Current Deep Learning Ecosystem from a Rust Developer Perspective


How I got involved

After experimenting with Yolo for an university project I got really curious and excited about the whole computer vision field, and since most of it now based on deep convolutional networks I started reading up on them.

This quickly lead me to two fields: Tensorflow and Pytorch, both built to be used through the Python API. I followed some tutorials from Pytorch’s official website and took some classes from Fast.ai course.

The good

The classes were great and it is unbelievable how much power is put in the hands of Python programmers without them needing to know much about how it all works.

Using Tensors as “regular” variables and populating gradients with a simple .backward() is fantastic. Need to make the code run on the GPU? Just call a .cuda() or .to(device=cuda) is it almost as magical as the recent achievements of deep learning themselves.

The bad

The trade-off, of course, is having to write Python (or Swift, if TensorFlow for Swift takes off) and losing the ability to control-click a function to see what it does since eventually you hit the Python/C++ interface, the famous Two language problem (or three if you count CUDA).

Crossing this barrier is a challenge since the C++ part is normally distributed as a binary, but even if one downloaded the source code, it is hard for both me and my IDE to jump between languages. It requires shifting the mental model from one language to the other.

I have also grown very accustomed to the my IDE and compiler working together providing both great autocomplete and catching most of my mistakes before or during compilation.

I can see why most data science people are in Python and why it makes sense to build the deep learning ecosystem around them, but it is frustrating coming from Rust.

The future

These problems are known and used as motivation for creating Swift for Tensorflow during the last two classes of Fast.ai course. There, Swift is pitched as a language as fast as C (that sounds familiar…) with automatic differentiation baked in the language, and most importantly, “infinitely hackable” which boils down to being able to leverage accelerators directly through Swift, using MLIR’s infrastructure and some meta-programing (think CUDA-like DSL in Swift, but not NVIDIA specific).

This got me curious, what would would a Rust Deep Learning Library look like?
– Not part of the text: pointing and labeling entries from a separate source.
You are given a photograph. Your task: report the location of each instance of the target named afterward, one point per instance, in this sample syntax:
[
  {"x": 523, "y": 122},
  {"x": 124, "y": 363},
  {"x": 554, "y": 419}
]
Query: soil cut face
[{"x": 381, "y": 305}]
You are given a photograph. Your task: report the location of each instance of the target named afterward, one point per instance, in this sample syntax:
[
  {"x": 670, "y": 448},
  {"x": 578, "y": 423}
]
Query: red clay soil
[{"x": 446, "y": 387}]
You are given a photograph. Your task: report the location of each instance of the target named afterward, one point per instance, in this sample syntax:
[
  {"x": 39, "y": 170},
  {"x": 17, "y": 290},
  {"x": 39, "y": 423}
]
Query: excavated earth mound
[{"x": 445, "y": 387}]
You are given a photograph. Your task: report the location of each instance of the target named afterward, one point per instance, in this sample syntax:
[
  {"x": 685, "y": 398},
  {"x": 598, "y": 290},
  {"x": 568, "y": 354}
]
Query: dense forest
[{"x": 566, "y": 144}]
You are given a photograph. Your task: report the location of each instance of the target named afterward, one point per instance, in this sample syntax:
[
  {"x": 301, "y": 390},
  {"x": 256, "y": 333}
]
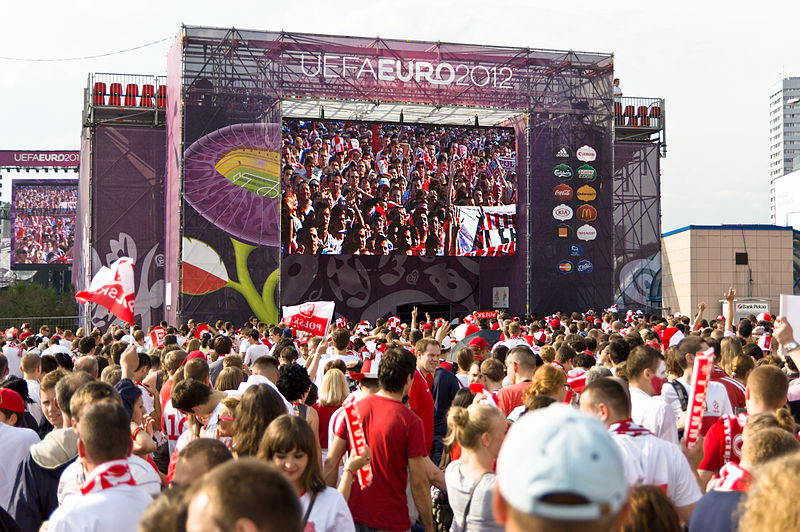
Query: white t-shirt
[
  {"x": 254, "y": 352},
  {"x": 118, "y": 508},
  {"x": 15, "y": 442},
  {"x": 651, "y": 460},
  {"x": 13, "y": 353},
  {"x": 73, "y": 477},
  {"x": 330, "y": 512},
  {"x": 654, "y": 414},
  {"x": 717, "y": 401},
  {"x": 174, "y": 423}
]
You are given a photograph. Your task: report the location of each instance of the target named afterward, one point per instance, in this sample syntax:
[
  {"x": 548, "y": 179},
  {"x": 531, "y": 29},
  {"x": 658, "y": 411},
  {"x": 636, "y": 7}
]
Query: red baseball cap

What would it take to build an “usable” DL library in Rust?

Warning: This is my take on the subject, which could be wildly wrong and naive.

I know that is not impossible, since Yolo uses its own custom library written in C + CUDA.

A good Tensor library

Well, a Tensor library which can run on the CPU and GPU is a must. On the CPU front there is NDarray which doesn’t plan on supporting GPU anytime soon.

Here I think the long term plan is going the same route as Swift, using MLIR (and ultimately the compiler) to figure out the best way to execute a given computation on the hardware at hand. But while that is not yet feasible using Arrayfire or RustaCUDA should allow for an usable library.

For reference, Pytorch implements CUDA kernels directly, but I think it should be avoided as much as possible since it is a lot of work, requires quite a lot of knowledge to do properly and leads to the Two language problem.

Since a great deal of DL computations are reduced to matrix multiplication and accumulation, we could implement only these essential pieces using custom kernels hopefully getting 80% of the results for 20% of the work.

Automatic Differentiation

Something like Pytorch’s Autograd system.

This might be a challenge given Rust ownership rules. There are some libraries in this area, such as Rust-Autograd and Wyrm.

The former uses lazily evaluated graphs which helps with the ownership problems and the later uses the Rc«RefCell«T»» pattern.

I’ve been exploring alternatives, but I don’t have anything substantial to offer yet.

What if I want something now?

I’ve used tch-rs which a fantastic crate providing bindings from Pytorch (C++) to Rust, which pretty much means all the power and most of the ergonomics of Pytorch, but from Rust!

However, it does not come without it’s own problems, such as possible Undefined Behavior and a Dangling Pointer every once in a while. The maintainer is very active, so those problems are not so bad in practice.